MirBFT is a Total Order Broadcast (TOB) / State Machine Replication (SMR) library. This document describes the architecture and inner workings of the library and is intended for its developers rather than for its users.
The top-level component of the library is the Node.
The user of the library instantiates a Node object which serves as the interface to the MirBFT library.
Here we focus on the inner workings of a Node.
A Node contains several modules
that,
inspired by the architecture of etcdraft,
interact through Events, also borrowing concepts from the actor model.
Events are serializable objects (implemented using Protocol Buffers) that internally serve as messages
(not to be confused with protocol messages) passed between the Node's modules.

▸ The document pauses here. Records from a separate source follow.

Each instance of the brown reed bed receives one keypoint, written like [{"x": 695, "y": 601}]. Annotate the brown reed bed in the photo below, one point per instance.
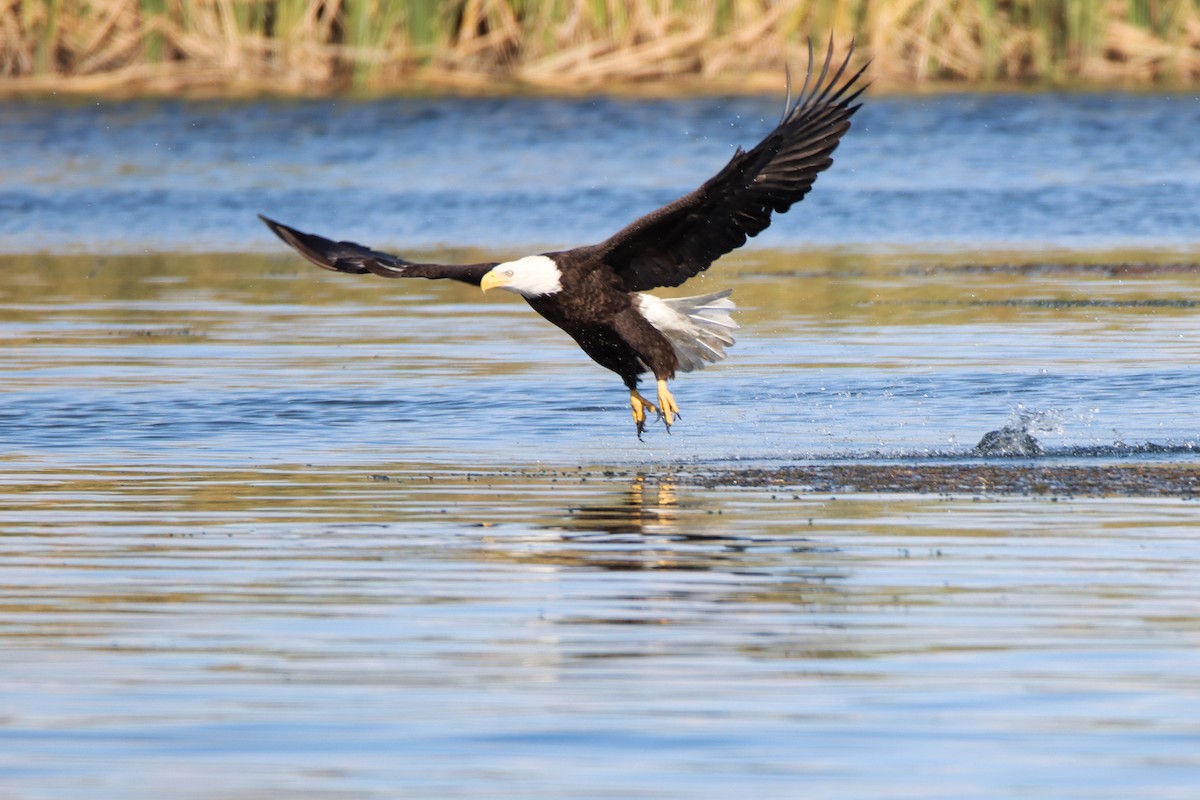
[{"x": 568, "y": 46}]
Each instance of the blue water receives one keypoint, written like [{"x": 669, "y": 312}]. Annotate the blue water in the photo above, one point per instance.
[
  {"x": 933, "y": 173},
  {"x": 268, "y": 531}
]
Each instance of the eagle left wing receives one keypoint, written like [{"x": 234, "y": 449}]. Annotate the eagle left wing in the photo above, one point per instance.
[
  {"x": 357, "y": 259},
  {"x": 666, "y": 247}
]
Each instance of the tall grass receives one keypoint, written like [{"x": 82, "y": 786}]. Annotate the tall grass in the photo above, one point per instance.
[{"x": 315, "y": 46}]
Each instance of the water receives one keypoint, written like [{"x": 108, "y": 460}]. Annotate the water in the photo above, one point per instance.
[
  {"x": 1091, "y": 172},
  {"x": 271, "y": 531}
]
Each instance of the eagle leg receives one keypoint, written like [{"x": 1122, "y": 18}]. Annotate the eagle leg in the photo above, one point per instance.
[
  {"x": 667, "y": 409},
  {"x": 641, "y": 405}
]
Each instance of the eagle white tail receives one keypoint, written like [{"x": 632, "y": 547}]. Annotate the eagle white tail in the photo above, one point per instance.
[{"x": 697, "y": 328}]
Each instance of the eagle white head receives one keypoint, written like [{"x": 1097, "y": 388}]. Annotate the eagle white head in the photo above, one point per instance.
[{"x": 531, "y": 276}]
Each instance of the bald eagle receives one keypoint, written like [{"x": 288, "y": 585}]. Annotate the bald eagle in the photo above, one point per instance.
[{"x": 598, "y": 293}]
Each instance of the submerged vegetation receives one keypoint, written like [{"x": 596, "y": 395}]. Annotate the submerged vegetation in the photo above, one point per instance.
[{"x": 319, "y": 46}]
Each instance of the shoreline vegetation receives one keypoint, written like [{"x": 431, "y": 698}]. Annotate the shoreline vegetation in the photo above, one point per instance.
[{"x": 322, "y": 47}]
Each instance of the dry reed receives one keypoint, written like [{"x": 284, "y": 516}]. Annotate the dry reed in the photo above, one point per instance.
[{"x": 321, "y": 46}]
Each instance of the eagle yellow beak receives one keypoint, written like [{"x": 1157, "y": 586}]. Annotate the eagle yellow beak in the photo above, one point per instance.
[{"x": 492, "y": 280}]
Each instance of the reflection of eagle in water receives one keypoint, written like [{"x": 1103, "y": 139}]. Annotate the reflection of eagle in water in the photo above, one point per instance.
[{"x": 597, "y": 293}]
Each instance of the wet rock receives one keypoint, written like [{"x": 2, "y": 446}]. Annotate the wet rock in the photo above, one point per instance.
[{"x": 1009, "y": 443}]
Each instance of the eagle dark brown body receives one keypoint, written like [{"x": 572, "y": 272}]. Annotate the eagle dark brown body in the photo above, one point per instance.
[{"x": 597, "y": 293}]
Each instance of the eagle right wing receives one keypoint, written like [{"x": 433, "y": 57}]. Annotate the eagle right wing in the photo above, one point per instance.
[
  {"x": 682, "y": 239},
  {"x": 357, "y": 259}
]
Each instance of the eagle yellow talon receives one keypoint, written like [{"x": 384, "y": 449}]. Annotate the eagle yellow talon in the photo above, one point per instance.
[
  {"x": 641, "y": 405},
  {"x": 667, "y": 409}
]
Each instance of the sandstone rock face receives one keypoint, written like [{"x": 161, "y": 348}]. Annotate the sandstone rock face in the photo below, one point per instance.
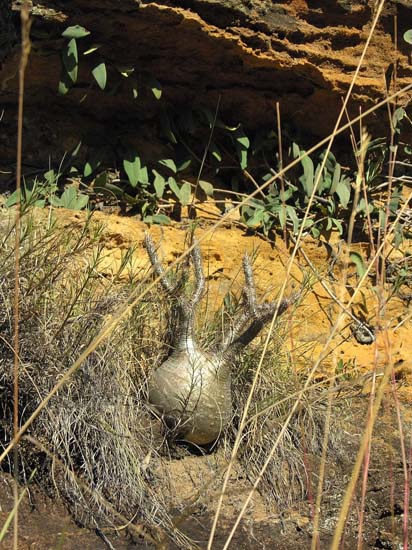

Events are created either by the Node itself when external events occur
(the library user calling some of the Node's methods) or by the Node's modules.
The Node's modules, independently of each other, take Events as input, process them,
and produce new Events as output.
In this sense, each event constitutes a "work item" that needs to be processed by some module.
All created events are stored in the WorkItems buffer,
from where they are dispatched (by the Node.process()
method) to the appropriate module for processing.
This processing creates new Events which are in turn added to the WorkItems, and so on.
For debugging purposes, all Events can be recorded using an event Interceptor (see below) and inspected or replayed in debug mode using the mircat utility.
In certain cases, it is necessary that certain Events are processed only after other Events have been processed. For example, before sending a protocol message and delivering a request batch to the application, the protocol state might need to be persisted in the WAL to prevent unwanted behavior in case of a crash and recovery. In such a case, the protocol module creates three Events: one for persisting the protocol state (to be processed by the WAL module), one for sending a protocol message (to be processed by the Net module), and one for delivering the protocol batch to the application (to be processed by the App module). Since the WAL, the Net, and the App modules work independently and in parallel, there is no guarantee about which of those modules will be the first to process Events.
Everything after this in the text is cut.